La calamità giunse quindi inopinata e repentina, come descrivono i graffiti lasciati sui muri di un alto ricovero sopra la sagrestia della Chiesa di Santa Marta da tale Antonio Ruggeri:
«Il fiume veniva giù rompigliando le ali del ponte Portalegni inondava la Città tutta di qua dal torrente mettendo a fine vino suppellettili e qualunque altro genere di roba da chiesa».
E una chiosa ferale sul sopraccielo: «…piove… quanta acqua… vittime».
In pochi minuti, al cedimento dei parapetti di Ponte Portalegni seguirono la caduta del muro dell’ex Ospedale Militare e quello dell’Orto della Maddalena. Senza protezioni l’acqua si protese fino alla Porta di San Placido: la città vecchia fu completamente sommersa.
Tra il periodo dell’emergenza e il varo di un piano di rifacimento dei ponti storici con annessa risagomatura dell’alveo del torrente trascorsero quasi due anni che divennero sette se calcolati dall’inaugurazione del nuovo Portalegni.
Ed è su questo limbo di tempo che s’innesta l’appartata figura di Enrico: il magazzino eretto ai piedi delle colline, a venti chilometri dal capoluogo, egli era un facoltoso commerciante di materiale edile ad ampio spettro, poiché trattava dalla calce alla pozzolana, oltre a picconi, badili, cazzuole e perfino la falegnameria per il taglio delle travi portanti dei lucernari.
Enrico aveva già vissuto l’esiziale esperienza dell’inondazione; nella mente conservava nitidi fotogrammi del novembre 1868 quando si era recato con suo padre a Parma, dove l’omonimo torrente aveva devastato il laboratorio per la lavorazione della paglia di un lontano cugino.
Per questo possedeva le nozioni indispensabili a garantire un accettabile ritorno alla normalità in tempi ragionevolmente brevi: il primo fattore, l’unico che non si potesse comprare, stava nella solidarietà di quanti erano stati graziati dall’esondazione.
Era, però, da evitare la filantropia “da vetrina”, quella che campeggiava nella prima nota della pubblica sottoscrizione in favore degli alluvionati quotidianamente aggiornata dal giornale locale che l’aveva indetta; per troppi nomi della lista, il fatto che i fondi arrivassero a destinazione o si perdessero nei meandri delle casse comunali rappresentava un fattore sussidiario all’estrinseco splendore del loro gesto.
Enrico, al contrario, sapeva che quegli infelici avevano anzitutto bisogno di strumenti e materiali per riedificare case, cantine, magazzini e botteghe: così, con lo stesso pragmatismo che lo aveva guidato nell’imprenditoria, approntò venti carri di attrezzi, sabbia, laterizi e calce e li fece recapitare nella desolata città vecchia.
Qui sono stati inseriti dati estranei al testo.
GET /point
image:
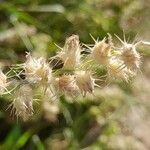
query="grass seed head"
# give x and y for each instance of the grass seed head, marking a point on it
(70, 54)
(37, 70)
(101, 52)
(22, 104)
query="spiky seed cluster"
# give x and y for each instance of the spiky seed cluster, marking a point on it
(37, 70)
(66, 85)
(22, 104)
(121, 63)
(85, 82)
(3, 82)
(70, 53)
Giuseppe, uno degli operai più anziani e fidati, fu incaricato di coordinare il trasporto e compiere periodici sopralluoghi nei borghi cittadini per verificare – dapprima – il corretto impiego delle donazioni e – successivamente – lo stato di avanzamento delle opere di ripristino.
Ultimate le consegne, Enrico volle sincerarsi se quanto offerto avesse risposto alle necessità degli alluvionati; da scrupoloso sottoposto, Giuseppe gli rivelò che i venti carri erano risultati quasi sovrabbondanti.
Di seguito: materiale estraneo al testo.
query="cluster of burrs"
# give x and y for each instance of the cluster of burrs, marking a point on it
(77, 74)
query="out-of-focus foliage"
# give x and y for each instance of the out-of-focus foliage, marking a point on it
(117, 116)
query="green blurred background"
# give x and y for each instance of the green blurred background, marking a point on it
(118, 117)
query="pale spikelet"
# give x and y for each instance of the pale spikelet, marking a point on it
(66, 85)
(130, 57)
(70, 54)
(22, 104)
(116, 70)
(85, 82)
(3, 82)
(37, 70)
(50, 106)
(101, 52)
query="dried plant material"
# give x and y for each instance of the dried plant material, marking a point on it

In realtà, aggiunse, a quella gente mancava solamente il futuro, perché ogni prospettiva languiva sotto strati di acqua e fango e non riuscì a trattenersi da uno struggente affresco della situazione:
«Tutti i borghi circostanti Via San Francesco sono stati invasi dal torrente il cui livello ha toccato i due metri, allagando cantine, magazzini e botteghe. In un soffio, i poveri della città sono diventati autentici indigenti. In settembre depositi e seminterrati erano già colmi di granaglie e frumento e nei tini ribolliva il vino novello: un patrimonio di sopravvivenza spazzato via dalla furia delle acque. Gli ambulanti non hanno più scorte per riempire i barrocci e ho visto artigiani drenare la melma nel tentativo di recuperare qualche ferro del mestiere».
Il resoconto sgomentò Enrico che, sospinto dalla congenita abnegazione annidata nel suo cuore, cominciò a chiedersi in quale altro modo avrebbe potuto ristabilire una parvenza di futuro per gli alluvionati.
Premonendo le parole che Winston Churchill avrebbe rivolto agli Inglesi nel 1940, era conscio del fatto che, in quel frangente, simili persone erano in grado di offrire solo lacrime, sudore e sangue, ovvero merci di scambio senza un’apparente contropartita.
Eppure Enrico non si fermò: nella sua mente, seppure allo stato embrionale, si stava delineando un progetto di sostentamento per il quale aveva già predisposto un registro dall’augurale copertina color verde speranza.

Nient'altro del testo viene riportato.